Two Worlds of Genome Assemblers
Friday, June 14, 2013
by Jonas Korlach, Chief Scientific Officer
Finished genomes were the focus of last month’s Sequencing, Finishing, Analysis in the Future (SFAF) meeting in Santa Fe, New Mexico. In addition to several presentations, including a talk by Adam Phillippy from the National Biodefense Analysis and Countermeasures Center that demonstrated the ability to generate high-quality, finished microbial genomes using just long-read PacBio data, several papers have appeared recently describing the same principle: the HGAP/Quiver Nature Methods paper, the FDA’s Salmonella Javiana outbreak genome publication, a blog entry by the University of Maryland using HGAP, and a preprint by Adam Phillippy and colleagues describing a similar genome assembly strategy and results.
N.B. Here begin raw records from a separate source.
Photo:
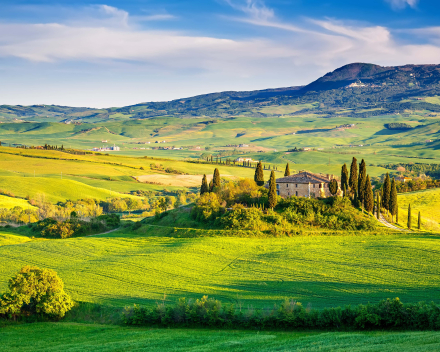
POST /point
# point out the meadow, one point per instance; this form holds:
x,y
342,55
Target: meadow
x,y
82,337
140,267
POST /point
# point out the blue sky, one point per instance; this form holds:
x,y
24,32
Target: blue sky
x,y
115,53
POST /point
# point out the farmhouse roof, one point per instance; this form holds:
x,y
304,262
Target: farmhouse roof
x,y
304,177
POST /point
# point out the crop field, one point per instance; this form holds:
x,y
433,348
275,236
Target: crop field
x,y
121,269
82,337
427,202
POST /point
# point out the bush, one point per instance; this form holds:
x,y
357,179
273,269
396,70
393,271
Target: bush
x,y
34,291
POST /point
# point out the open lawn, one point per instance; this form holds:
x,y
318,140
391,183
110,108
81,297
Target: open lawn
x,y
72,337
122,268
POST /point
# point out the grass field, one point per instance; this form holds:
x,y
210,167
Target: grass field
x,y
427,202
122,269
72,337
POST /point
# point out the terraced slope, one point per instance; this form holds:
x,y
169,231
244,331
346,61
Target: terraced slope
x,y
122,269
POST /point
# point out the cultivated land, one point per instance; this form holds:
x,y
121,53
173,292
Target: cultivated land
x,y
82,337
123,268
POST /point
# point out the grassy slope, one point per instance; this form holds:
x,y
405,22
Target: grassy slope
x,y
427,202
120,269
82,337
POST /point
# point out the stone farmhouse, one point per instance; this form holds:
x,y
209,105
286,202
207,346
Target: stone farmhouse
x,y
305,184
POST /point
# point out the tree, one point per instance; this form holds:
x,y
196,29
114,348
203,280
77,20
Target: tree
x,y
216,180
204,188
272,191
353,180
287,172
35,291
368,196
386,192
259,175
393,198
344,179
378,206
333,187
361,181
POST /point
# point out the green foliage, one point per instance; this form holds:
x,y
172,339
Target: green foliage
x,y
272,197
289,315
386,196
333,186
35,291
204,188
353,180
259,174
287,172
368,196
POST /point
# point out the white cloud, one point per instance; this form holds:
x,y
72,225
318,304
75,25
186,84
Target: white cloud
x,y
401,4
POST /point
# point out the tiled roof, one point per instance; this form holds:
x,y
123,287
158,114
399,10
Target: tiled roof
x,y
304,177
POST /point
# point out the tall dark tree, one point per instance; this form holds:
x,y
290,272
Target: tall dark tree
x,y
393,199
368,196
344,179
361,180
353,180
378,205
272,191
386,192
259,175
333,187
204,188
216,179
287,172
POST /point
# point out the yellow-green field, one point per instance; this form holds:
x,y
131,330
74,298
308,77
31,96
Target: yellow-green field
x,y
427,202
123,268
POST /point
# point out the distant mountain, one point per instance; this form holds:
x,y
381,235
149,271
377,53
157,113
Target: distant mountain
x,y
357,86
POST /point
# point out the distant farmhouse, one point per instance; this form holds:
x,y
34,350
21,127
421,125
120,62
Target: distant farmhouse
x,y
305,184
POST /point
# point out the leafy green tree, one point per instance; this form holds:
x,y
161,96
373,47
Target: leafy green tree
x,y
204,188
333,187
259,174
287,172
216,180
361,181
386,192
368,196
35,291
353,180
344,179
393,198
272,198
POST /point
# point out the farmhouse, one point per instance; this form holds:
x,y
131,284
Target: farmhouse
x,y
305,184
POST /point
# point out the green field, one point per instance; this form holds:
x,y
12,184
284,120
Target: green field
x,y
121,269
82,337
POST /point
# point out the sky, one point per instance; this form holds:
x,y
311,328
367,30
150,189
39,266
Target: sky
x,y
116,53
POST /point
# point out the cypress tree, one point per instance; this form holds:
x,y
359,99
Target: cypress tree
x,y
216,179
353,180
204,188
287,172
368,196
378,206
272,191
259,175
386,192
344,179
393,198
361,181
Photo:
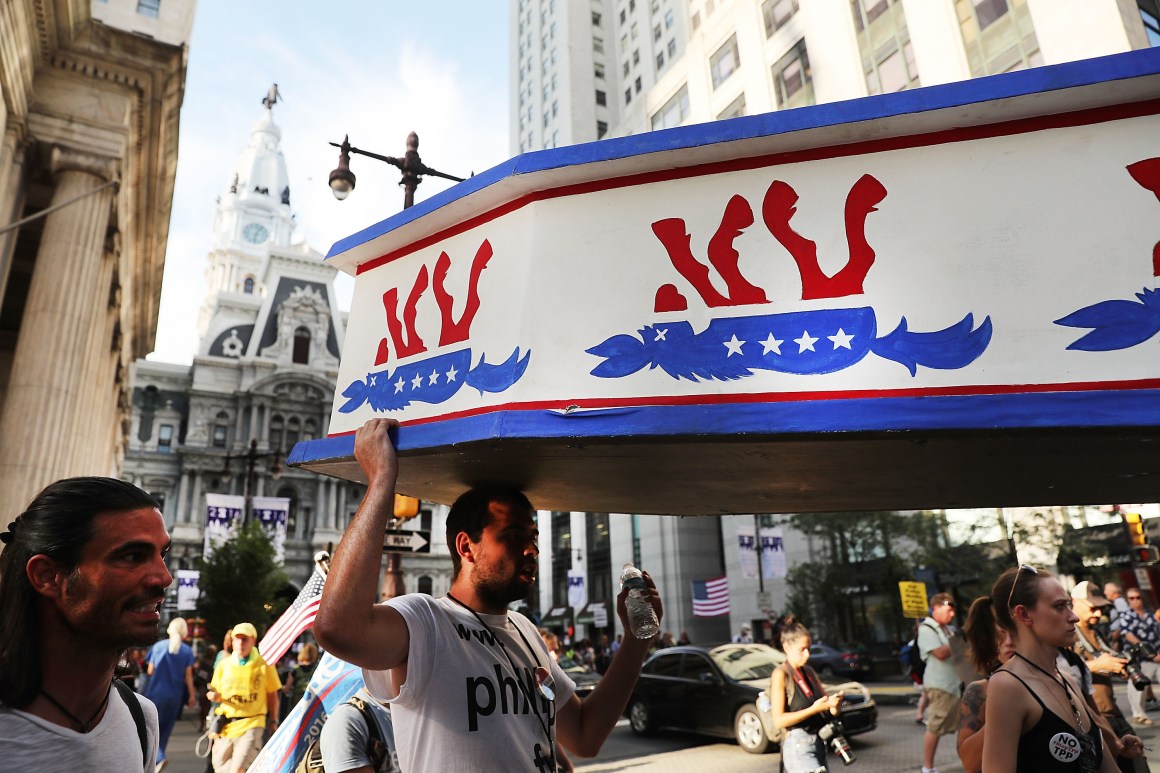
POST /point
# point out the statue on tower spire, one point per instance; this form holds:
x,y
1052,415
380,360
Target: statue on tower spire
x,y
272,96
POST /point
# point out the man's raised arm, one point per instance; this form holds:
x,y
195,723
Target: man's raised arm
x,y
349,623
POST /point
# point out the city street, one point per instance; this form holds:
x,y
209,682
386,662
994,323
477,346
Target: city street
x,y
896,745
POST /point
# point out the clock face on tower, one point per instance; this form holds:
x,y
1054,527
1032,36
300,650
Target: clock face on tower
x,y
254,233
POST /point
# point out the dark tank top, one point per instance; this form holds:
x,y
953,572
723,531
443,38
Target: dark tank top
x,y
799,701
1052,746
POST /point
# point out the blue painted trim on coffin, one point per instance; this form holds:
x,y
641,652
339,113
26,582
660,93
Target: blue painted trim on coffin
x,y
1041,410
1070,74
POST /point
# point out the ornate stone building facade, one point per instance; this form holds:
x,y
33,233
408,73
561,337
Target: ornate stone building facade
x,y
263,378
88,150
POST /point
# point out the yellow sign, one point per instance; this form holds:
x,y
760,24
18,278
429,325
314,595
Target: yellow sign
x,y
914,599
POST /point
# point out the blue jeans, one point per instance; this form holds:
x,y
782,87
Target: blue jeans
x,y
803,752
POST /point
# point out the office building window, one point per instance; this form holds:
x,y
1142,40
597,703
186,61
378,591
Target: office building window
x,y
165,438
736,109
990,11
301,354
776,13
1150,14
724,62
884,42
674,112
792,81
998,35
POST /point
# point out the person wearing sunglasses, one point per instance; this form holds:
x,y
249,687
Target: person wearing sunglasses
x,y
942,649
1142,634
1037,719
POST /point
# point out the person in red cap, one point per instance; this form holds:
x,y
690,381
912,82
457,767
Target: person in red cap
x,y
245,712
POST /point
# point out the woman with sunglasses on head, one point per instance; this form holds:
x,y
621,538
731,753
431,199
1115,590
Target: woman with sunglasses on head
x,y
1037,720
799,703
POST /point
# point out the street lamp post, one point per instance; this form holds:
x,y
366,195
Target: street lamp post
x,y
342,182
251,457
342,179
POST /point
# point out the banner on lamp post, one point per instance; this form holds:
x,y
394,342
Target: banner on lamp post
x,y
578,593
773,554
187,590
223,515
746,547
273,513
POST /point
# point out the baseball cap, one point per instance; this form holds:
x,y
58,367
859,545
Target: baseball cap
x,y
1092,593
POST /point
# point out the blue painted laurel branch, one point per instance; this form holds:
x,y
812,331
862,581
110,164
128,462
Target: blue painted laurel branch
x,y
799,342
1116,324
434,380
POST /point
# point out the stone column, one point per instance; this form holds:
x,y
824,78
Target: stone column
x,y
53,346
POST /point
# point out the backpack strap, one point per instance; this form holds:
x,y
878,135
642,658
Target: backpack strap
x,y
130,698
376,735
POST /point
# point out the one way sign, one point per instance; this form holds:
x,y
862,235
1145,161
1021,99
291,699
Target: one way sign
x,y
405,541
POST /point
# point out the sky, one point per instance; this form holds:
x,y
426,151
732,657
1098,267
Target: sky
x,y
375,71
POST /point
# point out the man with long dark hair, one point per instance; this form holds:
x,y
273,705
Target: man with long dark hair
x,y
82,576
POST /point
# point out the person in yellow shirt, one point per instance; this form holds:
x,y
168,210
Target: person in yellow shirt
x,y
247,690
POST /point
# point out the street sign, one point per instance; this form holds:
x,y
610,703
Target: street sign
x,y
406,541
914,599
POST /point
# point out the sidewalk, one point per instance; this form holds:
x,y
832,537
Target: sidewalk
x,y
181,757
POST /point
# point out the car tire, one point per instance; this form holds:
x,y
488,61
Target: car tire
x,y
640,719
749,731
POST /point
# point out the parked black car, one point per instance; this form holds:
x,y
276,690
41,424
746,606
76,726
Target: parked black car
x,y
584,677
712,691
840,662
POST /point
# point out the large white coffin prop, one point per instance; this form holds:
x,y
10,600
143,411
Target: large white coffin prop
x,y
942,297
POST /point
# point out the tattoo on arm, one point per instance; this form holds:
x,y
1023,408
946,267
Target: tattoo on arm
x,y
972,708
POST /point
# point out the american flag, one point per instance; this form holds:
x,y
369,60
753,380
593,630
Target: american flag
x,y
710,598
294,621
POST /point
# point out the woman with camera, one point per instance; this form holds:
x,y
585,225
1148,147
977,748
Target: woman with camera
x,y
799,703
1037,720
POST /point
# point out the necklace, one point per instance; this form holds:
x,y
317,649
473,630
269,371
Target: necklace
x,y
1061,683
85,727
541,674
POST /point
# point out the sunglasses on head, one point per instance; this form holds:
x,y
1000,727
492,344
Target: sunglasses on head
x,y
1022,568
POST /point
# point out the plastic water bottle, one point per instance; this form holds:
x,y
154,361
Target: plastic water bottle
x,y
642,616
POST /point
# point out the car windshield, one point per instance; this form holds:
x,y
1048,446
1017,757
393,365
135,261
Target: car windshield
x,y
573,666
747,662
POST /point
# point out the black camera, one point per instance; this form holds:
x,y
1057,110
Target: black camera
x,y
1136,654
831,734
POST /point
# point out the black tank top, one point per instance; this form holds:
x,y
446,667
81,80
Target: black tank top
x,y
1051,745
799,701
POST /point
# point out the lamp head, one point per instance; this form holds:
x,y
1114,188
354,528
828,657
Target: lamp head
x,y
342,179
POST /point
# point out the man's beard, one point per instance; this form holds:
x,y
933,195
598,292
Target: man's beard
x,y
99,622
497,593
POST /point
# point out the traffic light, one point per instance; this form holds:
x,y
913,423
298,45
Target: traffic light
x,y
1135,525
405,506
1146,555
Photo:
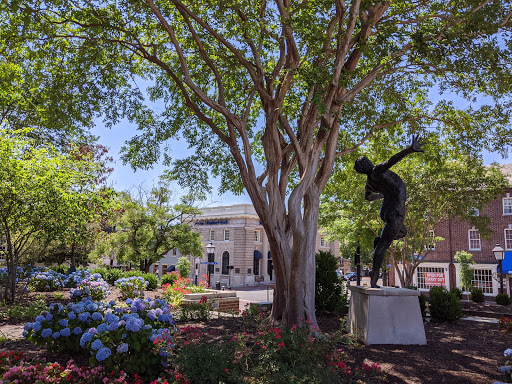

These presentations and papers highlight the fact that SMRT® Sequencing, in conjunction with the appropriate bioinformatics tools, achieves highly accurate genomes, exceeding 99.999% accuracy, despite a higher single-pass error rate. This is possible because final genome assemblies build sequence through consensus(1); as the errors in SMRT Sequencing are random, very high consensus accuracy can be achieved.
Long reads and consensus are also at the heart of the genome assemblers appropriate for our type of sequencing reads. These overlap-based assemblers such as Celera® Assembler or MIRA — originally developed during the era of Sanger sequencing — are robust to errors. The long reads provide ample information about which reads belong together in pair-wise alignments, thereby connecting them properly for a correct genome assembly. In contrast, short-read technologies have largely relied on de Bruijn graph-based assemblers: short reads are fragmented further from which a K-mer graph is constructed and the assembly is derived.(2) As such, de Bruijn graph assemblers are very sensitive to single-read errors, which is why there has been a focus on single-pass sequence read accuracy in recent years.(3) Overlap and de Bruijn assemblers therefore differ fundamentally in their approach, highlighting the fact that the right bioinformatic tools need to be applied together with different types of sequencing data, and different parameters need to be evaluated for their performance.
We are excited about the application of these new assembly strategies to large numbers of microbial genomes (e.g., in the context of the 100K Foodborne Pathogen Genome Project) to close the large gap that currently exists between draft genomes and finished genomes in GenBank. Finished microbial genomes are the foundation for functional genomics studies, comparative genomics, forensics, microbial outbreak source identification, and phylogenetic analysis, and are thereby crucial for understanding microbes and advancing the field of microbiology.(4) Sequencing microbial genomes de novo, i.e. without the need for a pre-existing reference genome, is important to capture novel elements, such as plasmids or phages. These are sometimes referred to as the accessory genome(5), and can make the crucial difference between a commensal, harmless bacterium and a serious, perhaps drug-resistant pathogen.
1. S. Junemann, F. J. Sedlazeck, K. Prior et al., Nat Biotechnol 31 (4), 294 (2013).
2. J. R. Miller, S. Koren, and G. Sutton, Genomics 95 (6), 315 (2010).
3. N. J. Loman, C. Constantinidou, J. Z. Chan et al., Nat Rev Microbiol 10 (9), 599 (2012).
4. C. M. Fraser, J. A. Eisen, K. E. Nelson et al., J Bacteriol 184 (23), 6403 (2002).
5. D. Croll and B. A. McDonald, PLoS Pathog 8 (4), e1002608 (2012).